En medio de mi crisis de los meses pasados, varias veces me lo crucé en el supermercado de la esquina mientras yo paseaba mi depresiva humanidad enfundada en calzas desteñidas y pelo recogido con mínimo esmero. Así y todo, cada vez que nos encontrábamos frente a la góndola de los productos de limpieza, me saludaba muy sonriente.
En una oportunidad, el encuentro se produjo en el sector de fiambrería:
- ¿Qué vas a cocinar hoy? - me preguntó rompiendo el hielo.
- Hmm - dudé- tenía pensado hacer una pizza pero la panadería de al lado debe estar cerrando y no voy a llegar a comprar la masa. Supongo que tendré que improvisar algo con el queso.
Se rió y fue hacia la caja para pagar sus compras. A los dos minutos, mientras yo hacía la fila para abonar lo mío, lo vi entrar, agitado:
- Apurate - me dijo -, le dije a la panadera que te espere y que te vaya envolviendo una prepizza.
Me sorprendió tanta amabilidad, pero supuse que era normal entre buenos vecinos.
El jueves amanecí con un excesivo buen humor.
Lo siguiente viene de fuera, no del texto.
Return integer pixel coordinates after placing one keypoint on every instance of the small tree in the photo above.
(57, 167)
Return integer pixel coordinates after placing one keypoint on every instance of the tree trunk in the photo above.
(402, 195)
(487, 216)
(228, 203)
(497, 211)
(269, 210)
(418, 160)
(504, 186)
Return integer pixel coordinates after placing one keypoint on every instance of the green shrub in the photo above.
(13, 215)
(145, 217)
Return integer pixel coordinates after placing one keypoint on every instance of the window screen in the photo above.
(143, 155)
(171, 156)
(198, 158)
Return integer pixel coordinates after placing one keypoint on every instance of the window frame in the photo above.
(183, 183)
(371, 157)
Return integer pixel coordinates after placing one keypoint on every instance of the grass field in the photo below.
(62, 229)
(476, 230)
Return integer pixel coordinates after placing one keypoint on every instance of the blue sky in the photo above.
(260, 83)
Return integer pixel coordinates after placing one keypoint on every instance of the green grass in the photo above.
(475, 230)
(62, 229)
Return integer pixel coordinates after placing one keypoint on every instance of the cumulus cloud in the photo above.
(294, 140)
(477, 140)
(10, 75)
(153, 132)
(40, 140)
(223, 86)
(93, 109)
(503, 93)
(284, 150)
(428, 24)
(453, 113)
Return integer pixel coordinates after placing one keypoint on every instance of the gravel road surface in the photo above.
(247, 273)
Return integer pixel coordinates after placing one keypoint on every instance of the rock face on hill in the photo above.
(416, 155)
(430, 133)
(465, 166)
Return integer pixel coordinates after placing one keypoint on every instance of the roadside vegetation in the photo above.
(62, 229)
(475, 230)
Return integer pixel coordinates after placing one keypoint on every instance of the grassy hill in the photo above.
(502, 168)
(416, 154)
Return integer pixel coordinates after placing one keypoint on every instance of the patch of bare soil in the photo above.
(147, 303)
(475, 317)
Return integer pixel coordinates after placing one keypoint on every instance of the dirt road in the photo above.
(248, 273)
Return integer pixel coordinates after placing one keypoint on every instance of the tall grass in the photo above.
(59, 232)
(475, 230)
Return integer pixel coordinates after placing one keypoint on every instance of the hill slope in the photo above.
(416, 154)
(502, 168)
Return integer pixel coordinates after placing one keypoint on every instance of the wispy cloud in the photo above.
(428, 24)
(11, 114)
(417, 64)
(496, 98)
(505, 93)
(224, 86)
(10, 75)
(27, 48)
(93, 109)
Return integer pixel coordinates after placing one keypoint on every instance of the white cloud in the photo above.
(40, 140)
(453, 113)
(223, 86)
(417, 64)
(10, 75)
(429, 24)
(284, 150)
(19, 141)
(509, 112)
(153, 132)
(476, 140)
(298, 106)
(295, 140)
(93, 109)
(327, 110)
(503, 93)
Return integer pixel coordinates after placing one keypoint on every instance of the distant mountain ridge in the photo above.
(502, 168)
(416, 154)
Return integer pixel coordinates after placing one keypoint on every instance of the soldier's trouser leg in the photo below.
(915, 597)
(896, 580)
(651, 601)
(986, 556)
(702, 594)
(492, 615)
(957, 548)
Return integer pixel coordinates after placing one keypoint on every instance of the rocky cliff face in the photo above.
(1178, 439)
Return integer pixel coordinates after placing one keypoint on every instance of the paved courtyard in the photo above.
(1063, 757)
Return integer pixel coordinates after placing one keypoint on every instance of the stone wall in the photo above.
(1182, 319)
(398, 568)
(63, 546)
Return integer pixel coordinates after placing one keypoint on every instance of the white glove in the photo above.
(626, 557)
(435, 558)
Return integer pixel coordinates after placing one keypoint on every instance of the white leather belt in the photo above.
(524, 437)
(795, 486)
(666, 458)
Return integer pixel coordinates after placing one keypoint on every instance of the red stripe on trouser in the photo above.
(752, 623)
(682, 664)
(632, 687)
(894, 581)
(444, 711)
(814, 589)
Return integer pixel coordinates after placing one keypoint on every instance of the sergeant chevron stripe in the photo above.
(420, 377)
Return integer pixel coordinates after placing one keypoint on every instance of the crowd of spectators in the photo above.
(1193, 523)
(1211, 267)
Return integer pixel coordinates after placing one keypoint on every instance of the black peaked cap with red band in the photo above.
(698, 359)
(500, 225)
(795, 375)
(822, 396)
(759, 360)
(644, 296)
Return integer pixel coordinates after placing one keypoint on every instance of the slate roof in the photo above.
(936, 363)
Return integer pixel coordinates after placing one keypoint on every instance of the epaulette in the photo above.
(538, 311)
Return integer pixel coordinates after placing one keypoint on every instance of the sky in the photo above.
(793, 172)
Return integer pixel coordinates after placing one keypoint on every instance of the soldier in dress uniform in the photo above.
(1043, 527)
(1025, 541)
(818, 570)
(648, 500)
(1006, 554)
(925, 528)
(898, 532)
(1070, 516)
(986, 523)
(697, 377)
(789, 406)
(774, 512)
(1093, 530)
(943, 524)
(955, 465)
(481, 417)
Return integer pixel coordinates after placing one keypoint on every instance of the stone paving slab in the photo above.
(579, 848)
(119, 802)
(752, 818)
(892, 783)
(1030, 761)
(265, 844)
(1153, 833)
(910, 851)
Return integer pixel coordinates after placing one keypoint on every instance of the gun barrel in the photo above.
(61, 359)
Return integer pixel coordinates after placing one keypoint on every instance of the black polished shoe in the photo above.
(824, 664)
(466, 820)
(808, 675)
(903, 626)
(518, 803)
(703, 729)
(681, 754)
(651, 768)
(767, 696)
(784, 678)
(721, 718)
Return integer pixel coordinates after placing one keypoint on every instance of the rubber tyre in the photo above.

No sé si por causa de ese veranito anticipado o porque de a ratos la felicidad se convierte en mi mejor amiga pero tuve ganas de arreglarme un poco más que lo usual. Pelo extremadamente lacio, ropa clara y una sonrisa indeleble. Así salí.
Al abrir la puerta de calle me encontré con mi vecino que, sorprendido de verme fuera del atuendo de jogging y remera tres talles más grandes, exclamó:
- Uopa, uopa...¡pero qué mona!
Dije un tímido gracias frente a la curiosidad de Elvira, la portera, que con un ojo vigilaba el balde y con el otro registraba la escena.
Mi vecino dio dos pasos y volvió:
- En serio - pausa- que estás muy linda.
Caminé a la estación pensando en lo bien que nos hacen los elogios. Esa pequeña palabrita que puede modificarnos el ánimo, acariciar nuestra autoestima, recordarnos que el esfuerzo - mucho o poco - valió la pena.
En mi caso, el esfuerzo significó atravesar nueve meses de abandono, de desinterés total hacia ese mundo que latía del otro lado de mis paredes llenas de angustia y desilusión.
El pequeño piropo matutino fue una bienvenida a ese lugar del que me había alejado. Fue volver a conectarme con mi parte perdida, aquella que todavía puede conquistar un halago e irradiar un poquito de esa luz que sigue encendida en mi interior.
Aún cuando todo parezca estar en la más negra oscuridad.